Gould believes the reason that the explanation is that the general level of play has improved over the decades since William’s feat. But the average batting average has not improved over the decades. Consider the League averages in the graph below:
There is no indication that batting averages in either League have increased meaningfully since 1941. What has changed is the variation in batting averages. It is now much more homogenous, which means that there are fewer really poor hitters now.
So how does this answer the 0.400 hitter question? There is less spread around the typical annual average of 0.260. This means that the right-hand tail of the curve (toward 0.400 hitting) has shifted toward the average, toward the left. Among the whole population of all baseball players, there are fewer hitters now out there on the right-hand tail who have a remote chance of hitting 0.400. Why there is less variability now is open to interesting debate, involving such things as uniform training methods, night baseball, better pitching, relief pitchers, and so on. You can read the whole story in his last book, Full House.
Gould is not the only baseball nut among scientists. He and a Nobel Prize winning physicist, Ed Purcell, published a paper on batting streaks and slumps. All of the streaks and slumps they measured fell well within the range of chance – except one. Joe Dimaggio’s streak of hitting in 56 straight games should not have happened by chance.
Love, hate, joy, envy, and respect are some of the many opinions that scientists have held of Stephen J. Gould. Despite the quaint and arcane nature of his primary research interest, the evolution of land snails, Gould had many ideas that expanded far beyond snails. He was a bold and creative thinker and his ideas – still being debated today – demanded consideration.

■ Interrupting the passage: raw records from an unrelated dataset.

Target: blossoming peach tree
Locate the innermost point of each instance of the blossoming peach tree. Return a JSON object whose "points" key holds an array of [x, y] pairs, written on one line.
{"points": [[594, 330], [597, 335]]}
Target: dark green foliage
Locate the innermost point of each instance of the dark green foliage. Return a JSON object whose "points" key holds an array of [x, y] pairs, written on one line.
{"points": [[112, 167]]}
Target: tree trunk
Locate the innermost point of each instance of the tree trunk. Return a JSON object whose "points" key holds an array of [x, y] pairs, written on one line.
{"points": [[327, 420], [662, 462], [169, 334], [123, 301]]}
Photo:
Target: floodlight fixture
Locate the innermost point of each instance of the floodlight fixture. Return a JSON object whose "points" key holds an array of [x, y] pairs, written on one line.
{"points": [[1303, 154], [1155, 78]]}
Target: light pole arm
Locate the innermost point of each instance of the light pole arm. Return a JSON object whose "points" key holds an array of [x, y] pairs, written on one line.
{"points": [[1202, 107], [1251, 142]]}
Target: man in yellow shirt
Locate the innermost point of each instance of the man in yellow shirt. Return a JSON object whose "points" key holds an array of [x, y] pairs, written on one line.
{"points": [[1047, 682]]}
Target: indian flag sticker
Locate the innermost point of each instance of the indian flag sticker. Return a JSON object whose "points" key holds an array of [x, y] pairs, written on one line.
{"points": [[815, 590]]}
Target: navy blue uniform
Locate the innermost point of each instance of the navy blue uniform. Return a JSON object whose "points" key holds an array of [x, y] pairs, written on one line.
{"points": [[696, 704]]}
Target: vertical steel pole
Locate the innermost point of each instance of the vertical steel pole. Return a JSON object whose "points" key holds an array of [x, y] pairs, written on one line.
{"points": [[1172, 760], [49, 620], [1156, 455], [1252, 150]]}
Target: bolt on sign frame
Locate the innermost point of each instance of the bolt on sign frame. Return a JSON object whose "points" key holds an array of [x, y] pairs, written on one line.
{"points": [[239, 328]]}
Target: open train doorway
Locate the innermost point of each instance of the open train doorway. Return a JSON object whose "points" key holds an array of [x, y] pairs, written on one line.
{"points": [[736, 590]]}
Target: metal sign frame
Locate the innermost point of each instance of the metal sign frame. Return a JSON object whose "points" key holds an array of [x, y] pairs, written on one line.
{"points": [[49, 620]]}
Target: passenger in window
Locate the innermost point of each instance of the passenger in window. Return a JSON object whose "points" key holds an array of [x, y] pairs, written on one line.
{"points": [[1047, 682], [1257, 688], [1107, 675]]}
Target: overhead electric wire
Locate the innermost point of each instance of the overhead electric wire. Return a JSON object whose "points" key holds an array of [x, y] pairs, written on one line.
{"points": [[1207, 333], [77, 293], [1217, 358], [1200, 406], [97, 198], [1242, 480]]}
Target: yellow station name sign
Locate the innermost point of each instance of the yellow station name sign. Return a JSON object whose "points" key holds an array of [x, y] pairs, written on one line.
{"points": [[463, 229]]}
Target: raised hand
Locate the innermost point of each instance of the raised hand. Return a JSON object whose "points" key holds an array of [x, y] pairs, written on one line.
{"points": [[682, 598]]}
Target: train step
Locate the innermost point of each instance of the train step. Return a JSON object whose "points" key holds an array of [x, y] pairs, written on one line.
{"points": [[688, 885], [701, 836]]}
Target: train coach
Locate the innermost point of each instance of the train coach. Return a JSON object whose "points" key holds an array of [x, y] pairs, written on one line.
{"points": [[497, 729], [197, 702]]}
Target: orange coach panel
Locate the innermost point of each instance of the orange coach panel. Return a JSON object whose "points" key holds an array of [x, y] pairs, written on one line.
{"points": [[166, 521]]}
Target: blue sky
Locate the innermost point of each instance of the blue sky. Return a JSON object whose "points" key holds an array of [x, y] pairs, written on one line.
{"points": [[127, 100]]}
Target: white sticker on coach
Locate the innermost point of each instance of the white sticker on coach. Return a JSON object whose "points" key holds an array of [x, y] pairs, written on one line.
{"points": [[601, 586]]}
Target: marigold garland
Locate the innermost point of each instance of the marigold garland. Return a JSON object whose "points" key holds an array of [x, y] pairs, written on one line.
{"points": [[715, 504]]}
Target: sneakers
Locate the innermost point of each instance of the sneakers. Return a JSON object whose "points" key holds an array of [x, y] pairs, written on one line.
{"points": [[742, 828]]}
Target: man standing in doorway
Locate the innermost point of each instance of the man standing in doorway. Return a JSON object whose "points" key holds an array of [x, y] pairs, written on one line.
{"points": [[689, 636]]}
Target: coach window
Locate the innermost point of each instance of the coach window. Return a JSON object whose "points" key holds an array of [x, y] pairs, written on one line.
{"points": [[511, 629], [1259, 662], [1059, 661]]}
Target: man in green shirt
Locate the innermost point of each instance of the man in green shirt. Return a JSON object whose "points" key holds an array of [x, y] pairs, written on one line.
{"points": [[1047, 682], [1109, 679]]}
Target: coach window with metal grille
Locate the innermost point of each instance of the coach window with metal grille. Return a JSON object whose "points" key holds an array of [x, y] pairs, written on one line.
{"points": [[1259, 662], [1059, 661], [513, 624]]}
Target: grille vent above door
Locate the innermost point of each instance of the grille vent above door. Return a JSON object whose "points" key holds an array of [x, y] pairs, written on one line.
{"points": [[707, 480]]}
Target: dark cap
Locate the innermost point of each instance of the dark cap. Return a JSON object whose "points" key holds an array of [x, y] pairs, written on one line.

Baseball helps to illustrate Gould’s point that humans tend to ignore variation and focus on single measures, such as averages. This affects the way we view many things, from the stock market to evolution. Think about the bell-shaped curve. Most people think about the peak of the curve, which is the average for the "population" of all hitters. But what about the tails of the curve? The tails of the curve show that some hitters are more likely to have a much higher average. The data are far away from the average, but they are nonetheless real – and in baseball as in evolution, can be very important.